[Ir., lore of prominent places].
A collection of Old Irish local legends, in prose and verse, explaining the names and giving associations of famous rivers, fords, lakes, hills, and other places. Included also are stories of mythic and heroic figures who appear in lengthier narratives elsewhere; e.g. many stories are Fenian.

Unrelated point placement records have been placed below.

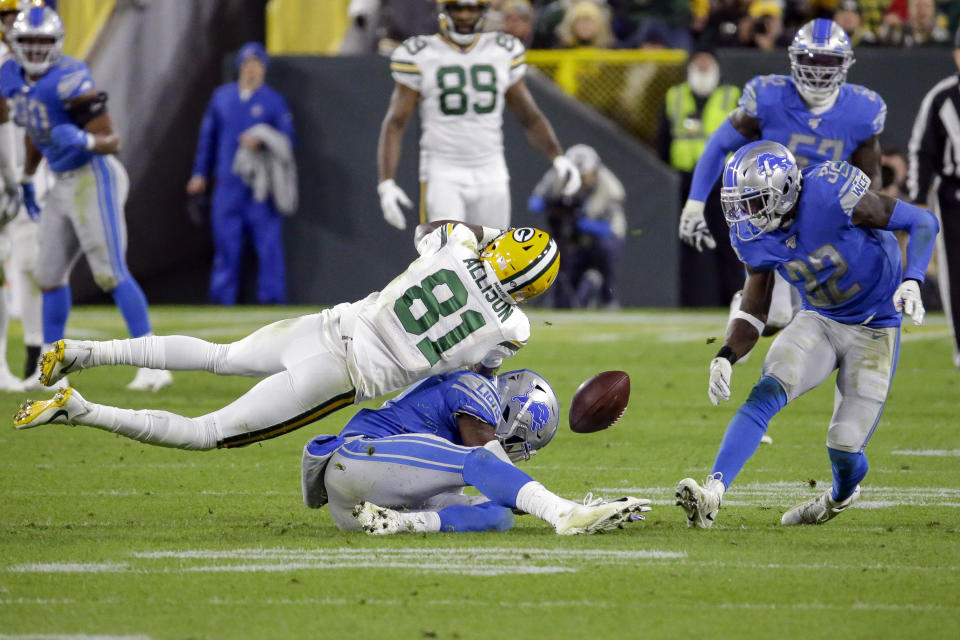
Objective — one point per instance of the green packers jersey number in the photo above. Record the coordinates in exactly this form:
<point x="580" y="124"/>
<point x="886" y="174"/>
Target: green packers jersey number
<point x="452" y="81"/>
<point x="431" y="310"/>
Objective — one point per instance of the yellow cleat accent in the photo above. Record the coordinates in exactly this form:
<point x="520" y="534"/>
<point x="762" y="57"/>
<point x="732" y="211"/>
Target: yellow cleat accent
<point x="51" y="364"/>
<point x="35" y="413"/>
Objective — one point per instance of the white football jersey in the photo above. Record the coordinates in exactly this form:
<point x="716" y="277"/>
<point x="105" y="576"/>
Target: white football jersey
<point x="461" y="97"/>
<point x="439" y="315"/>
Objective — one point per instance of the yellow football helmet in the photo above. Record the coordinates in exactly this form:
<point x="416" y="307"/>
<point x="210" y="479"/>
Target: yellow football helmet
<point x="524" y="261"/>
<point x="449" y="29"/>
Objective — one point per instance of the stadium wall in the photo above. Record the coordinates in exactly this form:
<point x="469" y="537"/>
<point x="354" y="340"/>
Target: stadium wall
<point x="338" y="245"/>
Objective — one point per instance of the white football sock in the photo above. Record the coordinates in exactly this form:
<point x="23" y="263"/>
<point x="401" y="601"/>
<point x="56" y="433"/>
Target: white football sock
<point x="536" y="500"/>
<point x="420" y="521"/>
<point x="160" y="428"/>
<point x="161" y="352"/>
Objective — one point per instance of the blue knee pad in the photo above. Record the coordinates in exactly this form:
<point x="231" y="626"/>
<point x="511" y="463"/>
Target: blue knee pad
<point x="848" y="470"/>
<point x="747" y="427"/>
<point x="494" y="478"/>
<point x="488" y="516"/>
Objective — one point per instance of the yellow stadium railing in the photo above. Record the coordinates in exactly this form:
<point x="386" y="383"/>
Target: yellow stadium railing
<point x="628" y="86"/>
<point x="82" y="21"/>
<point x="306" y="27"/>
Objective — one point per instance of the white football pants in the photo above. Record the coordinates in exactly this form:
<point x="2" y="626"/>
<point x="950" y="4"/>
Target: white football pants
<point x="304" y="358"/>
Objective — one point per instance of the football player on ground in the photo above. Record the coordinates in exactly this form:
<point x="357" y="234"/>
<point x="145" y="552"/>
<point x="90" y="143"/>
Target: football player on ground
<point x="403" y="467"/>
<point x="53" y="98"/>
<point x="829" y="235"/>
<point x="814" y="112"/>
<point x="461" y="78"/>
<point x="454" y="306"/>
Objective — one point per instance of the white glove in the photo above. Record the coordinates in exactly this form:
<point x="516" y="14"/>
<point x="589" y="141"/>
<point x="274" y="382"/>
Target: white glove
<point x="693" y="228"/>
<point x="391" y="197"/>
<point x="568" y="174"/>
<point x="10" y="202"/>
<point x="720" y="373"/>
<point x="907" y="299"/>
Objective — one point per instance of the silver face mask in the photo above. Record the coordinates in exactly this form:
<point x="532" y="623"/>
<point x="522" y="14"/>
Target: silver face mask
<point x="703" y="83"/>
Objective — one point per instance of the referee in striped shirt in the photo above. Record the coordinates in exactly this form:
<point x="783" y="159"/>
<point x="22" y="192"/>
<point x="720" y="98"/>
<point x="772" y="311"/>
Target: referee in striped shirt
<point x="935" y="153"/>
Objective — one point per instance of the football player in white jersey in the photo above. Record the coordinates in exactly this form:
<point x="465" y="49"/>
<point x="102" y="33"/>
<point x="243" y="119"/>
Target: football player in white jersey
<point x="456" y="305"/>
<point x="461" y="78"/>
<point x="18" y="233"/>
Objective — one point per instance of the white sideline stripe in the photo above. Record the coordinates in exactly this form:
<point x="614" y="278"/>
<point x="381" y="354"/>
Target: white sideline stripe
<point x="951" y="453"/>
<point x="495" y="553"/>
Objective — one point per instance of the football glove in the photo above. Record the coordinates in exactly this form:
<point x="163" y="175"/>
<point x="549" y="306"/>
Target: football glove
<point x="10" y="201"/>
<point x="30" y="200"/>
<point x="720" y="373"/>
<point x="391" y="198"/>
<point x="568" y="175"/>
<point x="693" y="227"/>
<point x="70" y="135"/>
<point x="907" y="299"/>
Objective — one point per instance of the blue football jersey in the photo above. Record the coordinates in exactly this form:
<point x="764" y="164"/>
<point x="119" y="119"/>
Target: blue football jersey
<point x="833" y="135"/>
<point x="431" y="406"/>
<point x="39" y="107"/>
<point x="844" y="272"/>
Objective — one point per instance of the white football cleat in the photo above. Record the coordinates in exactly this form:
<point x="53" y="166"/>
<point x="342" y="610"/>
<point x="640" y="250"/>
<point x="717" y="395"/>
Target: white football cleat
<point x="9" y="382"/>
<point x="64" y="408"/>
<point x="818" y="510"/>
<point x="65" y="356"/>
<point x="378" y="521"/>
<point x="150" y="380"/>
<point x="600" y="516"/>
<point x="700" y="503"/>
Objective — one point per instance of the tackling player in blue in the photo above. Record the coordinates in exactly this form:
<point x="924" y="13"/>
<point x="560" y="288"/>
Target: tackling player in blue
<point x="53" y="97"/>
<point x="814" y="112"/>
<point x="832" y="238"/>
<point x="403" y="467"/>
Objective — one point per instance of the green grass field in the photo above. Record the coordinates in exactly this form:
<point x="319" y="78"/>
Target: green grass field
<point x="102" y="536"/>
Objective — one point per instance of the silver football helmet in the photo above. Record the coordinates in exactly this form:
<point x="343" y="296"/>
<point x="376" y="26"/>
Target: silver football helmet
<point x="820" y="56"/>
<point x="531" y="413"/>
<point x="36" y="38"/>
<point x="761" y="184"/>
<point x="449" y="28"/>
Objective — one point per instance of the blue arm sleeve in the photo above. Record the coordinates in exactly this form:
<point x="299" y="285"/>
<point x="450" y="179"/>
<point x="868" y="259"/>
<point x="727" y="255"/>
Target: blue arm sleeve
<point x="206" y="144"/>
<point x="923" y="228"/>
<point x="710" y="165"/>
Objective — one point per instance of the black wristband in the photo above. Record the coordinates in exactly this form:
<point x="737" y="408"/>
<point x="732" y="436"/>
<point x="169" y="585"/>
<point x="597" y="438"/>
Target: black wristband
<point x="727" y="352"/>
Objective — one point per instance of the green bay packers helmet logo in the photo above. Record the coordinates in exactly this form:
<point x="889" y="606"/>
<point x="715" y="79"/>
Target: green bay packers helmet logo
<point x="524" y="234"/>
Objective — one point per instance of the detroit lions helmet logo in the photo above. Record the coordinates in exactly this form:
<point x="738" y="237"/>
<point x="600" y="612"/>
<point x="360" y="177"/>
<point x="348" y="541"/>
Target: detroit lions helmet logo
<point x="769" y="162"/>
<point x="539" y="412"/>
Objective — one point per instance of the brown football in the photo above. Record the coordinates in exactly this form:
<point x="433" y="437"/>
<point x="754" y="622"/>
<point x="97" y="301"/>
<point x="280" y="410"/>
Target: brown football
<point x="599" y="402"/>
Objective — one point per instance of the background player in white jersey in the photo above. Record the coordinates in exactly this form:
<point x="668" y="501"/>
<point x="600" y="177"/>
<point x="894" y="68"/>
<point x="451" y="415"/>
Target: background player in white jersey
<point x="403" y="467"/>
<point x="814" y="112"/>
<point x="453" y="306"/>
<point x="54" y="98"/>
<point x="462" y="79"/>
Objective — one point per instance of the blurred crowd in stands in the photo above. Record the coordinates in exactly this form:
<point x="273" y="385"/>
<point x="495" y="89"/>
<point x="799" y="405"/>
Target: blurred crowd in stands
<point x="677" y="24"/>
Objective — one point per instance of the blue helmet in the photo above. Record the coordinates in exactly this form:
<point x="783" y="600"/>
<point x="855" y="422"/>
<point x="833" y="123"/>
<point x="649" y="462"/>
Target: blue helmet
<point x="820" y="56"/>
<point x="531" y="413"/>
<point x="36" y="39"/>
<point x="761" y="184"/>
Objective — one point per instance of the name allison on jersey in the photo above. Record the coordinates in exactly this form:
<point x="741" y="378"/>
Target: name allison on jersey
<point x="461" y="97"/>
<point x="844" y="272"/>
<point x="833" y="135"/>
<point x="439" y="315"/>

While most texts are imaginative, much information contained is factual; the Modern Irish word dinnsheanchas means ‘topography’. The principal text is in the Book of Leinster (c.1150), but materials are preserved in many great Irish codices as well as in collections in Edinburgh and Rennes, France. See also CÓIR ANMANN.
See The Metrical Dindshenchas, ed. Edward Gwynn, Todd Lecture Series (5 vols., Dublin, 1903–35);Poems from the Dindshenchas, ed. Edward Gwynn (Dublin, 1900);‘Prose Tales in the Rennes Dindshenchas’, ed. Whitley Stokes, Revue Celtique, 15–16 (1894–5);Charles Bowen, ‘Studies in the Dindsenchas’, dissertation (Harvard, 1972);Tomás Ó Concheanainn, ‘The Three Forms of Dinnshenchas Érenn’, Journal of Celtic Studies, 3 (1981), 88–101;‘A Pious Redactor of Dinnshenchas Érenn’, Ériu, 33 (1982), 85–98.